Tyrone brought kicking the ball back in last year when they had McShane inside for the Championship.
You are utterly clueless. You’re having a nightmare, son.
Add that to your confusion over whether diving in gaelic football started in 2008 or 1983, and 3 clubs winning the Derry championship in the last 10 years. Cavan scored a mark in every game in this years Ulster championship up to yesterday, so your 0-2 is wrong. Leave discussions on Ulster football to those of us involved in it maybe?
I think if Cluxton went they would be a little bit more beatable. Hopefully he has enough after this year. He is a bit like a quarter back with those restarts. If you press him too high it leaves you exposed to a laser over the top to Con O Callaghan or Dean Rock. It was how Jack McCaffrey got his goal in the drawn game last year. Mayo have been the only team in all this time who can win a few of the Dublin Kickouts. Not only that but it is leadership and reverence that younger players coming through have for him.

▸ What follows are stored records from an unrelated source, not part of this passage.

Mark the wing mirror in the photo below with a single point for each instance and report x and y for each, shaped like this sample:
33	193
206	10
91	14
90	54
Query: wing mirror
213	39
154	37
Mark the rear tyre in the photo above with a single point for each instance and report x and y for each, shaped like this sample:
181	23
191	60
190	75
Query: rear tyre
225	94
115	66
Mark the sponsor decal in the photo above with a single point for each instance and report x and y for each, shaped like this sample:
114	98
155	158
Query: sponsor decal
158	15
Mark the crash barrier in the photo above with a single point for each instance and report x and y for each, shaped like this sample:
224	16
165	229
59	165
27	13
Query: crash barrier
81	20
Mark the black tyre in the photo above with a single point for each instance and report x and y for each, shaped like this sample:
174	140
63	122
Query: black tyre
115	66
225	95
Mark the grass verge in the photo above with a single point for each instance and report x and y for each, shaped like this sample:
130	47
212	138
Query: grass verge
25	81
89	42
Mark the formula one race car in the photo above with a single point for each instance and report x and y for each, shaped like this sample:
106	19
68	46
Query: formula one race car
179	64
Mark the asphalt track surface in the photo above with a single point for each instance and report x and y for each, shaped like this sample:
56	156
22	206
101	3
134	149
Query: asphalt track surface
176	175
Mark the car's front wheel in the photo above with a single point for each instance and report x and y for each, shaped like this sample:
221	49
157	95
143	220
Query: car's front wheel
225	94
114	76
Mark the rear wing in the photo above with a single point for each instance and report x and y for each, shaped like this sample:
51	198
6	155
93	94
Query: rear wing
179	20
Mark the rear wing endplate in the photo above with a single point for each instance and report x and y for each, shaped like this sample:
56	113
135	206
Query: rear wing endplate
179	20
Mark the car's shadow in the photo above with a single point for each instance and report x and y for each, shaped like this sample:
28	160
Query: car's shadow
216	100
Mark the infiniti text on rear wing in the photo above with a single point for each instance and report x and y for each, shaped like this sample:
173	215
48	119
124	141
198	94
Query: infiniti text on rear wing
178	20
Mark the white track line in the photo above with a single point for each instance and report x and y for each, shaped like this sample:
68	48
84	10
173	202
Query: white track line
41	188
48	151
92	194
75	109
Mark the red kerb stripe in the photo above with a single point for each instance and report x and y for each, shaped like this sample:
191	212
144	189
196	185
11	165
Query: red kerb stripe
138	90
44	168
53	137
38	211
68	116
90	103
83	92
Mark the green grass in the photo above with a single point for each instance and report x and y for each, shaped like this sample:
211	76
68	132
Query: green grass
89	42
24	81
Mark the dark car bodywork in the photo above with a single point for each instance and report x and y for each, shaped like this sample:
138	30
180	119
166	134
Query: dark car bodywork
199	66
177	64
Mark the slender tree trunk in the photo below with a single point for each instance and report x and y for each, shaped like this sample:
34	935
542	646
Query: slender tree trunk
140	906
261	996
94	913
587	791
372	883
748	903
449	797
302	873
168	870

He’s not without his meltdowns himself, he had an absolute conniption against Kerry in an All Ireland semi-final where he gifted Kerry a few goals, lost the plot near the end of an All Ireland final against Mayo when they were 5/6 points up and cruising only to draw and was badly, badly rattled at the start of the All Ireland final against Tyrone when his kickouts cost a few early scores. He can be got at.
Dublin just have superb footballers on every line of the pitch and replacements just as good on the bench, Mayo were the only team who were able to live with their physical levels for a period of time but that generation of Higgins, Boyle, Moran etc has came to an end.

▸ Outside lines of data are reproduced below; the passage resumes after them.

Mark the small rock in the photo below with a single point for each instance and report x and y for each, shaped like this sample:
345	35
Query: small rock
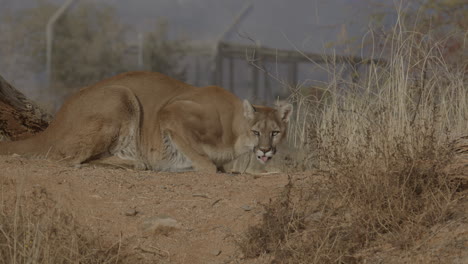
161	224
131	212
200	195
216	252
246	208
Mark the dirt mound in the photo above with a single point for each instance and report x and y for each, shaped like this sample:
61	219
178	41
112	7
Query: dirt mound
123	206
126	216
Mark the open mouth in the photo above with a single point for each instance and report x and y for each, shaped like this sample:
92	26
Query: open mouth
264	158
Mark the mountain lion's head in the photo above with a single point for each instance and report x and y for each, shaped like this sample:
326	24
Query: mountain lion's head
268	128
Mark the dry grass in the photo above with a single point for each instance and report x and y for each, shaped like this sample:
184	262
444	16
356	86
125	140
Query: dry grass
33	229
381	147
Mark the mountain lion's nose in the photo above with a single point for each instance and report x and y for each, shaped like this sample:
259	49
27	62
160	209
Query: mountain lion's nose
265	150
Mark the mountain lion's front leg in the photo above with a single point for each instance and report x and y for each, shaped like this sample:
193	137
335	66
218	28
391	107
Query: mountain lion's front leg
185	144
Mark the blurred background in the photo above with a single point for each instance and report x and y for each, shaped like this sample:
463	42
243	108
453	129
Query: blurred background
258	49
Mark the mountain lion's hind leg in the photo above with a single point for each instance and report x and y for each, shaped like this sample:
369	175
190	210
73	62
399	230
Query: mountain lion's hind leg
100	123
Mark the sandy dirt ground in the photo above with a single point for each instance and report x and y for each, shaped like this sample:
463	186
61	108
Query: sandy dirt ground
206	213
211	210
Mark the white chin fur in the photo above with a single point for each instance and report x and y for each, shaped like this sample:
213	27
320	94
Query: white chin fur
263	157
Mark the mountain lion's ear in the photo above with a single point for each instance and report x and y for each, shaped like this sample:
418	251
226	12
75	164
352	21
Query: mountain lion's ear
249	110
284	110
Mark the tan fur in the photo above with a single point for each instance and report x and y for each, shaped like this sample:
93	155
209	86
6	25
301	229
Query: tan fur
159	122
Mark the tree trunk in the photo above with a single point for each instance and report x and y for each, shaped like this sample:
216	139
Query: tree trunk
19	117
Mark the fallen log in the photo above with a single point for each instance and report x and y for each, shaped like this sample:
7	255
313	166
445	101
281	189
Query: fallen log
19	117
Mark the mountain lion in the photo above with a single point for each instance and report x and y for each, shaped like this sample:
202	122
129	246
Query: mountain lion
158	122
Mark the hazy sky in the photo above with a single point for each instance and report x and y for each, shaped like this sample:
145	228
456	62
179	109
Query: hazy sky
309	24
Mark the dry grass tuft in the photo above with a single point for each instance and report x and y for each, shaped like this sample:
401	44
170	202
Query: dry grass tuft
380	147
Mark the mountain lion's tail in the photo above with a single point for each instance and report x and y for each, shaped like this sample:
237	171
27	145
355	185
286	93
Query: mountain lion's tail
29	146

Yes because the Dublin defenders couldn’t get a hold on the Kerry forwards. Further evidence of the pressure Dublin were under. The early misses were killer for Kerry particularly the penalty.

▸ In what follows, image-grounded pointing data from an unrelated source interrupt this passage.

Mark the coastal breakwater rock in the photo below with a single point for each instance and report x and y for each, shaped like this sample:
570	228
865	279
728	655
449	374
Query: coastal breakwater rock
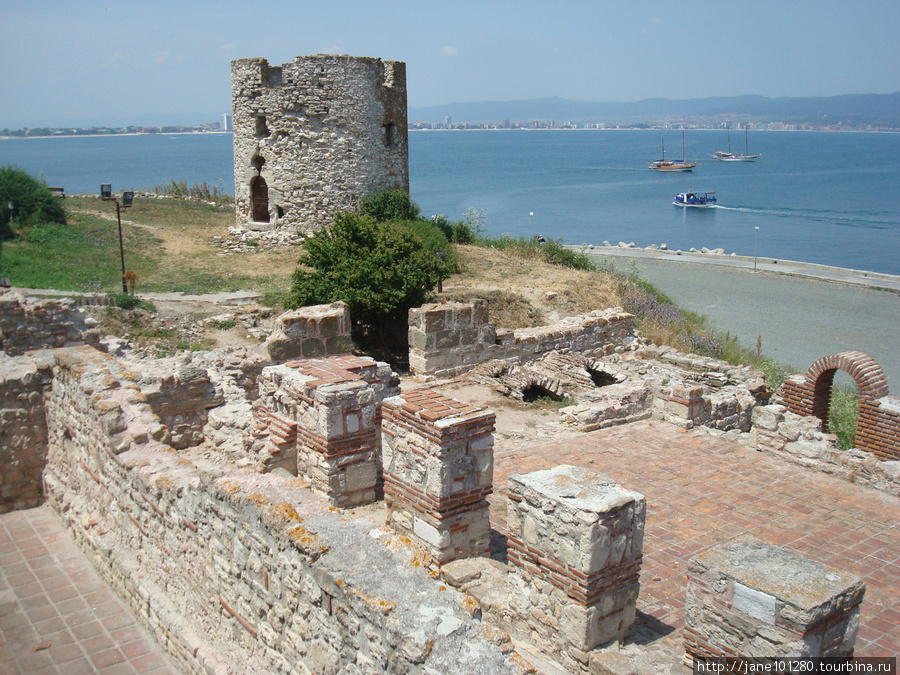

But the one against Mayo was a 10 minute car crash spell where he was hitting them all away. The one against Kerry he was responsible for a couple of quickfire goals as far as I can recall.
I think Comerford will come in for Dublin whenever Cluxton goes and it will be seemless enough. Morgan, Beggan and Patton are all at the level of Cluxton in terms of their kickouts but Dublin just have better players and better strategies coached in that regard. Like Cluxton has had targets like Flynn, Connolly, McCarthy, McCaffrey, MacAuley, Fenton, Kilkenny Bastick etc all throughout that time.
They have massive men there with brilliant movement, athleticism and fielding ability. That’s the key for me. Cluxton changed the way a goalkeeper operates but there’s a few there at his level now - they just don’t have the same quality of player to hit though.
Not really. Cooper was harshly done, what he did in that game was what he gets away with the whole time - it’s just that it was Kerry this time and Clifford so he got punished for it.
Kerry were out on their feet, hanging on against a team they have a man advantage over for the majority of the game.
In the return game it was 15 on 15 and fairly comfortable.
This current Tipp team has a lot of parallels with Wexford from circa 2008. Couple of generational talents in the forwards (Forde and Lyng/Quinlavin and Sweeney). Never rose higher than division 2 and generally ply their trade in division 3 but more progressive in championship than some higher ranked outfits. Follow a strong year with a down year but are always a treat against higher ranked opponents etc. for Tipp 2017/18 see Wexford 2009. One major difference is that Tipp have had underage success to prompt this breakthrough and have now reached 2 AI SF’s.